Jasmine shrubs can reach a height of 10 to 15 feet and the vines can reach up to 30 ft in height. Its leaves also differ with every variety ranging from simple to trifoliate to pinnate with up to 9 leaflets. The leaves are alternate or opposite each other and are around 2.5 inches long.

Jasmine flowers contain both male and female reproductive organs but the stamens and pistils don’t develop together so the flower cannot self-pollinate. Jasmine flowers do attract butterflies and bees that help the flower pollinate.

Jasmine flowers also have berries that are black when ripe. The flower is known as the “Queen of the Night” in India owing to the fact that it releases its fragrance after the sun has set. Its fragrance is even more potent during a full moon. It has a relaxing scent that helps in falling asleep. As such it is often planted outside a bedroom window so as to bring the fragrance in from the garden.

 

Uses of Jasmine Flower

Jasmine flowers are worn in the hair (take your cue from Mulan). It is also used as a fragrance in soaps, lotions, and perfumes as well as in Jasmine tea. Its buds are used in traditional medicine as a treatment for eye and skin diseases. Its leaves are said to treat breast tumors. The essential oils of Jasmine have relaxing properties and it is also believed to be a sedative and an antidepressant.

 

Facts about Jasmine Flowers

  • Jasmine is a feminine name.
  • The Jasmine flower is the national flower of Pakistan.
  • Jasmine is grown near a deck or patio to add its fragrant scent into the night air.
  • Not all Jasmine flowers are fragrant, but most species are highly-fragrant.
  • Jasmine can grow on bushes, shrubs, or vines.
  • Jasmine tea is not really made of Jasmine but green tea and later infused with the scent of Jasmine.

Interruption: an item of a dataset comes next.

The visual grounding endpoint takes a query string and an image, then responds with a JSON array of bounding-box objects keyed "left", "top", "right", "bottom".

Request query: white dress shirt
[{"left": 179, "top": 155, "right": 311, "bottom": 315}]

Planting is Caring for Jasmine Flowers

Jasmine grows in well-draining soil. It needs bright light but can also be grown indoors if it gets sunlight for up to 4 hours a day so plant it in a southern-facing window. Jasmine plants can handle hot and humid temperatures but will not survive in cold temperatures. Try to keep the temperature at 60 or up to 75 degrees Fahrenheit to keep the plant blooming. It can stay in a cool room not below 41 degrees in temperature.

Jasmine needs lots of water to bloom and even more when they are in full bloom. Always make sure the soil is slightly moist so you may need to water the plants on a weekly basis or even twice a week if the soil becomes dry. You can fertilize it with potassium and phosphorus-rich fertilizers that can help extend the bloom time of Jasmine. Indoor Jasmine should be fertilized twice a year and every few weeks when it is in the growing season from spring to summer.